Choose a Suitable Text Detection Method for Image Translation

Text detection is a key step for text recognition and text typesetting. Thus, it is necessary to choose an appropriate detection method for the image to be translated.

ImageTrans provides four text detection methods: detection provided by OCR services, heuristic method, object detection method and natural scene text detection method.

OCR

The third-party OCR services used by ImageTrans can provide text coordinate information.

Tesseract and ABBYY are suitable for printing documents, while online OCR services such as Baidu and Google can detect text in various images. Now, these OCR services usually use natural scene text detection methods, such as CTPN, EAST, CRAFT and so on.

Different OCR service providers may use different text detection methods. Here are the test results of some OCRs.

Baidu Accurate:

Google:

Sogou:

We can see there are some shortcomings of general-purpose OCRs.
1. Layout analysis is lacking for specific document types. For example, text in comics resides mainly in separate bubbles (or balloons), but text of different bubbles are merged in some results by Baidu and Google.
2. Chinese, Japanese and Korean words can be arranged vertically. Errors may occur during detection of vertical or horizontal arrangement.
We need to choose the appropriate OCR engine according to different languages and different layouts.

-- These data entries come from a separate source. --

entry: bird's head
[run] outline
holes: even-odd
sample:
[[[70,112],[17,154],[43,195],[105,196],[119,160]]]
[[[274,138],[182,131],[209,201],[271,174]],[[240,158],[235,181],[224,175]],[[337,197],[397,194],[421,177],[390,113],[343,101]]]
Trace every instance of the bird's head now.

Generally speaking, text detection of OCR services is relatively accurate. It can detect inclined text and text on complex background. It can also give the text recognition result at the same time. At present, I think the best OCR is Sogou OCR. It gives a fine-grained result, which is convenient to correctly merge text lines into paragraphs later. The text recognition result is also very accurate.
Heuristic

The heuristic method is a detection method based on traditional image processing methods which can be adapted by observing of images’ characteristics.

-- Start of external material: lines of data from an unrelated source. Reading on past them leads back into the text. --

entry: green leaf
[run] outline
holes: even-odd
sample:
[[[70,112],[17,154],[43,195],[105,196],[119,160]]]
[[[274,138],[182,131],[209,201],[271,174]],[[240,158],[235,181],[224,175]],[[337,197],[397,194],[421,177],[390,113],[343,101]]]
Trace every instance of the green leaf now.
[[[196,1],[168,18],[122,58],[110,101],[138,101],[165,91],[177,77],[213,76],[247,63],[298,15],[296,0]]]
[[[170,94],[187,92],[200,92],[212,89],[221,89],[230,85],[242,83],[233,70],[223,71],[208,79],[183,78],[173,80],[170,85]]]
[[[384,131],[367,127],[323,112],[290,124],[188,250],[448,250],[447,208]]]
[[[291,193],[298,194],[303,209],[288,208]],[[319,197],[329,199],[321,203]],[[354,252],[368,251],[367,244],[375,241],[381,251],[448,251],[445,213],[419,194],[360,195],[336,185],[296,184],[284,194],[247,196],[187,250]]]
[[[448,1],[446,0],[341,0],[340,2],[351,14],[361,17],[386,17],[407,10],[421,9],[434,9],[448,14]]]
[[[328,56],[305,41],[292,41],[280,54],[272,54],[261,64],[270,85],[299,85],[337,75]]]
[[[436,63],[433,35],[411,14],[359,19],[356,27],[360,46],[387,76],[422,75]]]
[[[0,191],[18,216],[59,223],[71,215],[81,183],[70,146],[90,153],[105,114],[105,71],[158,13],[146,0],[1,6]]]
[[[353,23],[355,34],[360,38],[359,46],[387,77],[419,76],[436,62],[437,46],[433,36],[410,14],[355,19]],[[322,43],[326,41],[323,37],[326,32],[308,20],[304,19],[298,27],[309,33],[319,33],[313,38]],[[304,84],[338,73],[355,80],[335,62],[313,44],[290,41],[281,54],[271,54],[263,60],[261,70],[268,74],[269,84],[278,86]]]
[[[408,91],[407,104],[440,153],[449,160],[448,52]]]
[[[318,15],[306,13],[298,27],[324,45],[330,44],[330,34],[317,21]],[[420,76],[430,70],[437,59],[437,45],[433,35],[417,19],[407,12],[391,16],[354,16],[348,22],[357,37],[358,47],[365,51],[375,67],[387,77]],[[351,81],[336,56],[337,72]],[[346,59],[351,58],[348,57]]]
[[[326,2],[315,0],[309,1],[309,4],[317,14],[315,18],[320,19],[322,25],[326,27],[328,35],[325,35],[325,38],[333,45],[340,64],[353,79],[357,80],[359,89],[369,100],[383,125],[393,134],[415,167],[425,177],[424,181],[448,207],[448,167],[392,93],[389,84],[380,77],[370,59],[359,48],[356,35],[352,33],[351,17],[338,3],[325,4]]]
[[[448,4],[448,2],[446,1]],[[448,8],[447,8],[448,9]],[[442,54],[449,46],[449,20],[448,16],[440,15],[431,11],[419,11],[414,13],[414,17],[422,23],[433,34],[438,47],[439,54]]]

It mainly uses binarization and connected-componet labeling. Here is a processing flow.

Original image:

Convert to grayscale:

Use the OTSU method to calculate the binarization threshold and binarize the picture:

Mark connected components. A separate letter is a connected component:

Process these areas to get text lines:

If the content of the picture is complex, the merged areas need to be classified to remove non-text areas.

This method has some drawbacks. For example, if the contrast between the text and the background is low, the text may not be separated from the background; If the text and the edge is connected, the text is not a separate connected component; Inclined text is difficult to deal with.

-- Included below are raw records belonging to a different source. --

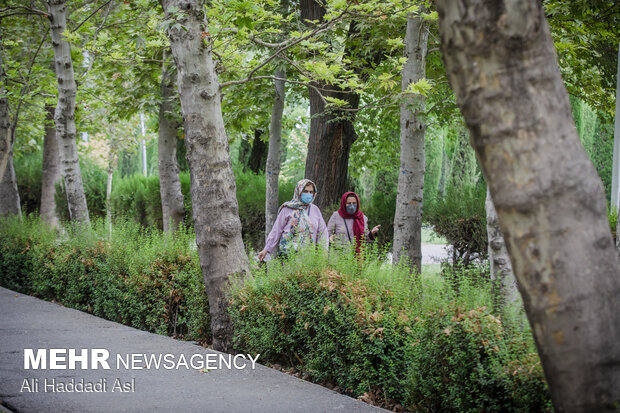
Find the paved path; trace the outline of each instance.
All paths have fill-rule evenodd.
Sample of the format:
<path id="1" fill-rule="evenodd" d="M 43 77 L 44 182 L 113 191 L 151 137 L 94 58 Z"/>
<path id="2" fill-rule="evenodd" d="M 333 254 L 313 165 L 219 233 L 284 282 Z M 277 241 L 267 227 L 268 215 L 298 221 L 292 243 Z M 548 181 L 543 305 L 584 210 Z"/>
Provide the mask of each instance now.
<path id="1" fill-rule="evenodd" d="M 105 349 L 110 369 L 28 369 L 24 349 Z M 51 355 L 47 353 L 47 367 Z M 64 355 L 66 355 L 68 352 Z M 169 356 L 179 369 L 144 368 L 142 354 Z M 185 368 L 218 357 L 200 346 L 146 333 L 0 288 L 0 400 L 13 412 L 381 412 L 321 386 L 247 361 L 241 370 Z M 118 363 L 133 357 L 136 369 Z M 254 355 L 252 355 L 254 357 Z M 226 360 L 226 358 L 224 359 Z M 260 362 L 260 358 L 258 359 Z M 89 363 L 91 360 L 89 359 Z M 233 360 L 234 362 L 234 360 Z M 58 361 L 67 365 L 68 360 Z M 243 360 L 237 359 L 241 366 Z M 90 366 L 89 366 L 90 367 Z M 100 365 L 98 365 L 100 367 Z M 119 381 L 120 388 L 114 384 Z M 52 391 L 54 382 L 105 383 L 105 392 Z M 38 388 L 37 385 L 38 384 Z M 32 391 L 28 391 L 30 390 Z M 77 389 L 78 386 L 75 386 Z M 103 385 L 92 389 L 101 390 Z M 58 389 L 58 387 L 55 387 Z M 66 389 L 70 389 L 67 386 Z M 38 391 L 34 391 L 38 390 Z M 0 412 L 2 408 L 0 407 Z"/>
<path id="2" fill-rule="evenodd" d="M 422 264 L 440 264 L 442 261 L 450 259 L 448 245 L 441 244 L 422 244 Z"/>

For images such as comics, further optimization can be done. For instance, if there is a contour separating text in different bubbles, connected components will not be merged.

When the image has a unified text color and background color, the heuristic method can have a good result.

This method is an unsupervised method, which does not need training data. But it requires users to set suitable parameters according to different pictures.
Object detection

Object detection methods such as Mask-RCNN and YOLO can be used to detect text. Users can create their own data for training with the help of the heuristic method and OCR.

Baidu’s EasyDL and Microsoft’s Azure Custom Vision simplify the technical requirements of the training. Users only have to provide the data.

This method can be customized and is easy to use. The accuracy and speed are also good. But the result may not accurately fit the text, and the trained model may have problems such as weak adaptability.
Natural scene text detection

Online OCR services now adopt natural scene text detection methods to detect text. ImageTrans allows users to choose the appropriate natural scene text detection method by themselves. Such methods have similar results of online OCR services. So I will not describe it in detail here.